Polyclonal metastases could arise in two distinct ways: direct seeding by a multicellular cluster or serial accumulation of multiple single cells at a common site. Mouse models have proved valuable in distinguishing between these two mechanisms. A key feature of these experiments is the ability to establish primary tumors containing a mixture of cancer cells that express fluorescent proteins of different colors. Both single cells and cell clusters composed entirely of the same color will generate singlecolored metastases (Fig. A). Conversely, clusters composed of more than one color will form multicolored metastases, which would provide direct evidence of their polyclonal origin (Fig. A and B).

Three independent research groups have conducted studies of this design using different mouse models, and all have found multicolored metastases, which is consistent with the concept that polyclonal metastases can be seeded by tumor cell clusters.

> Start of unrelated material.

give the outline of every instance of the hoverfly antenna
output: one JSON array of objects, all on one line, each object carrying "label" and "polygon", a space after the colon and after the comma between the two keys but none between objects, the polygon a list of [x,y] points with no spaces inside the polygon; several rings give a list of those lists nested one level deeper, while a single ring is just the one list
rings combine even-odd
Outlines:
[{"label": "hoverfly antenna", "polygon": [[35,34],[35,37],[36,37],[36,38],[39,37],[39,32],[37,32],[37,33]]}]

The first group established multicolored mammary tumors in mice and frequently observed multicolored metastases. When they established a single-colored tumor on one side of the mouse and a different single-colored tumor on the other side, the metastases were predominantly single-colored. This result suggests that aggregation of tumor cells in the blood or at the distant organ is inefficient and, therefore, that multicolored metastases arise from seeding by tumor cell clusters. The second group extended the lineage analysis concept to pancreatic cancer, documented polyclonal seeding by clusters in the mice, and observed strong differences in the extent to which a polyclonal seed expanded into clonal or polyclonal metastases in different organ sites. Studying spontaneous breast cancer in mice, the third group quantitatively related the extent of clonal mixing in the primary tumor with the frequency of detection of multicolored metastases, leading them to estimate that >97% of metastases arose from clusters. These three studies also provided direct evidence that clusters exhibit superior survival and colony-forming potential both in culture and in vivo. Control experiments in which different color tumors were established in different locations in the mouse or different color cancer cells were injected intravenously at different times rarely or never yielded multicolored metastases. Therefore, all three studies provide data to support the concept that a multicellular cluster travels as a unit from the primary tumor to distant organs to seed polyclonal metastases.